I've recently been contacted by a score of first time buyers. In September, I had predicted around the office that the first time buyer would be a strong market segment as prices have stalled or lowered and as the occasional "cut and run" opportunities present themselves.
Then earlier this month the National Association of Realtors reported that first time buyers made up a larger percentage of purchases. Man... I'm smart.
From the story:
"The number of first-time buyers rose to 41 percent from 39 percent of transactions in last year’s survey and 36 percent in 2006. “Although modest, this is a meaningful gain for the 12-month period ending at the close of June, and more recent independent data show a stronger uptrend in first-time buyers who are helping to reduce excess inventory,” Yun said."
What's important to understand here is I've been very successful working with first time buyers because I meet them here on my blog and face to face at the many open houses I host.
If you are thinking of selling your place, it's important that you list with a Realtor who reaches the buying consumer in many different ways.
I've recently started working with several clients looking for condos under $300K. They feel they can finally get a decent, affordable place.
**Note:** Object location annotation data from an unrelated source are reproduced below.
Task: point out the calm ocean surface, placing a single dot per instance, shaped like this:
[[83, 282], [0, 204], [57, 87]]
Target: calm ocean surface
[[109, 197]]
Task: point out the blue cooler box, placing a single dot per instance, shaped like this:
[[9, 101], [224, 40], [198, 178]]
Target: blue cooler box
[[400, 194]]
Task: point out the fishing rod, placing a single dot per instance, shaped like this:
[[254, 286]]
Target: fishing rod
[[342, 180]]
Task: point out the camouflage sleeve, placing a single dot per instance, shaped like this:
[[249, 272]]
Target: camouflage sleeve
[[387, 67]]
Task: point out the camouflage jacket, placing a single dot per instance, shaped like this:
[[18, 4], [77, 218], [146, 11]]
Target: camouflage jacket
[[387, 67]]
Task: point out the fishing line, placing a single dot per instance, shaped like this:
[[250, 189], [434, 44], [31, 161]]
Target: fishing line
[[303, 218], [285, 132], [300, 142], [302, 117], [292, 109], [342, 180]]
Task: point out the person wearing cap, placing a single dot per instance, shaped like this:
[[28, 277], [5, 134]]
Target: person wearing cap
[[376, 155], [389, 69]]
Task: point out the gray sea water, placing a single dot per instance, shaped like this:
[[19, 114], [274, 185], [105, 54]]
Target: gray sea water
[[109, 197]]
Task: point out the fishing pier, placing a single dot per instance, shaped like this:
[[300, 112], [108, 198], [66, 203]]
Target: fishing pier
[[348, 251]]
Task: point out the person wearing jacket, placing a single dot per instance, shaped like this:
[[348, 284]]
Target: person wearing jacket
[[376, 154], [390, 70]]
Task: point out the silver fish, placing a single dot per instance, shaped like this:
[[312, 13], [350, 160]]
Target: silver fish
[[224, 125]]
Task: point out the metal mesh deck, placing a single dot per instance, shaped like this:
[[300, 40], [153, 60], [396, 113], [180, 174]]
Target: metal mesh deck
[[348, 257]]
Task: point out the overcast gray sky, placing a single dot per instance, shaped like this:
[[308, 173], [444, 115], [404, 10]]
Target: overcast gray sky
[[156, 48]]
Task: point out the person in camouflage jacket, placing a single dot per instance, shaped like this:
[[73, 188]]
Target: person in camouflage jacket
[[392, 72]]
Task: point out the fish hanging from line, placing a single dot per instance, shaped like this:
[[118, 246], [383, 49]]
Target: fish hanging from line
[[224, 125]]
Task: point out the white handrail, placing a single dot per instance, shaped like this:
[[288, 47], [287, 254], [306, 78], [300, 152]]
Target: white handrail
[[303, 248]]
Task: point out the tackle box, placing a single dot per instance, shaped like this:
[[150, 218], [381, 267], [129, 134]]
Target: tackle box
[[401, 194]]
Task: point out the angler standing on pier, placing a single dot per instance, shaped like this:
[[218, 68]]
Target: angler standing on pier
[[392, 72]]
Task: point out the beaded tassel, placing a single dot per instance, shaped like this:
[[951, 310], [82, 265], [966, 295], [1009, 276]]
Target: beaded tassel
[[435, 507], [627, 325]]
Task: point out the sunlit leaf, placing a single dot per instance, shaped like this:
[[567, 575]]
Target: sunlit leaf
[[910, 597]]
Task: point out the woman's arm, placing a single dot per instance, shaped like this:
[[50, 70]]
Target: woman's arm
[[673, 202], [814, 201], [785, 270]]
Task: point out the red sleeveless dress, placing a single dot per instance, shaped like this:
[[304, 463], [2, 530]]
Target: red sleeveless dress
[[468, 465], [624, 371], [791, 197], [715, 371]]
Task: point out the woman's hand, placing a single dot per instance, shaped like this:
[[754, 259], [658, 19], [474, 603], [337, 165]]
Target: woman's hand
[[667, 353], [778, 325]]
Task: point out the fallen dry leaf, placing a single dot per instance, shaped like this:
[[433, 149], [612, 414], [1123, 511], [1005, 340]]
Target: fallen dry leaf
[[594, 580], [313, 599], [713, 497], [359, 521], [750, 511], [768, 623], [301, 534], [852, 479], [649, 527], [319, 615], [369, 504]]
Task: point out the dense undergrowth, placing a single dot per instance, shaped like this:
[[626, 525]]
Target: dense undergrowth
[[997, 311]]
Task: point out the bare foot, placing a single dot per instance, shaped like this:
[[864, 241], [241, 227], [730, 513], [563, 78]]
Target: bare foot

This will be a terrific market segment for me in 2009 as I've been in every condo in Chicago under $300,000! Almost.
I'd estimate 30% of my sales over the last three years have been condos from $250,000to $350,000.
"But many first-timers...bought with no money down—34 percent of all first-time buyers financed 100 percent of their purchases. (Among all types of buyers, 23 percent purchased with 0 down.)"
Thanks for reading...kbr7171
Although your comment here provides no context here specific to price points, location etc..., I read this story and thought it was surprising. Those I've been working with in Chicago up to $350K have been either minimum 10 percent down or, if utilizing an FHA loan with 3.5% down, have been buying at $225K or less. These are very manageable payments and debt loads for a primary home.
I don't know where nationally these buyers in the Tribune story got the zero money down this year.
However, let's say they bought a three bed, two bath family home somewhere for $150-200K with zero down. So what? I wish I was mortgaging only $150K!
If your point is some people don't learn, fair enough. However, each purchase is unique and in this environment I would bet the zero percent down purchases were at better debt ratios and incomes.